Arsenal had the wind in their sails at this stage, and United were rocking. Again, barely minutes after Anelka’s goal was cancelled out came the game’s next definitive moment, with Roy Keane hacking down Marc Overmars to earn his second booking and a completely unarguable sending off from David Elleray. Playing against Arsenal with 11 men was difficult enough; playing with 10 without your influential captain…well, it’s almost a miracle that United made it out of this game. Of course, the drama was far from over; Phil Neville was deceived by Ray Parlour’s tricky run into the penalty area and brought him tumbling down in stoppage time. Elleray pointed to the spot, and Neville’s reaction said it all, unable to argue with the decision and clasping his head in his hands.
He needn’t have worried, of course; Bergkamp’s penalty was well struck to Schmeichel’s left but the Dane was equal to it, wildly shouting and pushing his colleagues away as he saved the resulting penalty. The Dutchman would come close again in the first half of extra time, firing an excellent effort towards the top corner only to be thwarted by United’s no.1 again. Schmeichel injured himself in the process, which only added to the tension and meant Gary Neville was enlisted for goal kick duty.
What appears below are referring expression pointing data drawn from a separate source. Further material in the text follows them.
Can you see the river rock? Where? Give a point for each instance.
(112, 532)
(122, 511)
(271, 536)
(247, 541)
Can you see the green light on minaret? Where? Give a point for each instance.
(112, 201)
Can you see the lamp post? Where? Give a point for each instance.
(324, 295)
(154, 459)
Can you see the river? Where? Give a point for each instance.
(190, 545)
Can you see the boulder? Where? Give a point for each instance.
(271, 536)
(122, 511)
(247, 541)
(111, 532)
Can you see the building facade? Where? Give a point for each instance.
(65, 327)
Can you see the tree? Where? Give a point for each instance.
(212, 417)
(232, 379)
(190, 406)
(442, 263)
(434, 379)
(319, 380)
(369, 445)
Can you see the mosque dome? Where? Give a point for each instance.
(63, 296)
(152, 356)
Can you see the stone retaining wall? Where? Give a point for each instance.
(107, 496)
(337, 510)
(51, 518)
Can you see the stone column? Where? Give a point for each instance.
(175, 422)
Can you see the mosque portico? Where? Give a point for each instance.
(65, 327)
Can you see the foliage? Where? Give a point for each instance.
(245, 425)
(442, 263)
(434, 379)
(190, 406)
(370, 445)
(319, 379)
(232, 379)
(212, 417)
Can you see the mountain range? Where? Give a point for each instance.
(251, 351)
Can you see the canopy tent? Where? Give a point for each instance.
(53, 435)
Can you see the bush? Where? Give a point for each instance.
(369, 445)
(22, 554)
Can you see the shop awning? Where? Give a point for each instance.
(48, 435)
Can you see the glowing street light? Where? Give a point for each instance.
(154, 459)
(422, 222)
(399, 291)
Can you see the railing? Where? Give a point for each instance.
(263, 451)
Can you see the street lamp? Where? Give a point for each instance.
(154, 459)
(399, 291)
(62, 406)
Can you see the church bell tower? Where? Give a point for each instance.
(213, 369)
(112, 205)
And then, that moment. Patrick Viera famously loses possession in the middle of the park, and having been pinned back for most of extra time, Ryan Giggs took the ball and did something extraordinary. That goal still beggars description, but the close control, the skill to avoid the onrushing Frenchman and Arsenal’s back four before firing a most wonderful shot into the roof of the net were all on a level that precious few footballers will ever reach.
United celebrated wildly. Even with 11 minutes to go, they believed that they had struck a decisive blow, even with Arsenal’s numerical advantage. Thankfully, they were right, too. This was a stunning game of football, serving up levels of drama rarely seen in any game, but the added effect of turning over Arsene Wenger’s Arsenal side added an extra layer of intensity. This was the side that provided Ferguson’s first real challenge during the Premier League era, and having lost the double to them a year previously, to strike such a significant blow in a game as tightly contested as this felt like a hammer blow. It’s the sort of game that haunts the loser, and provides the most wonderful nostalgia for the victor. It’s the defining game of Wenger’s battles with Ferguson, and the best example of how far these two teams pushed each other.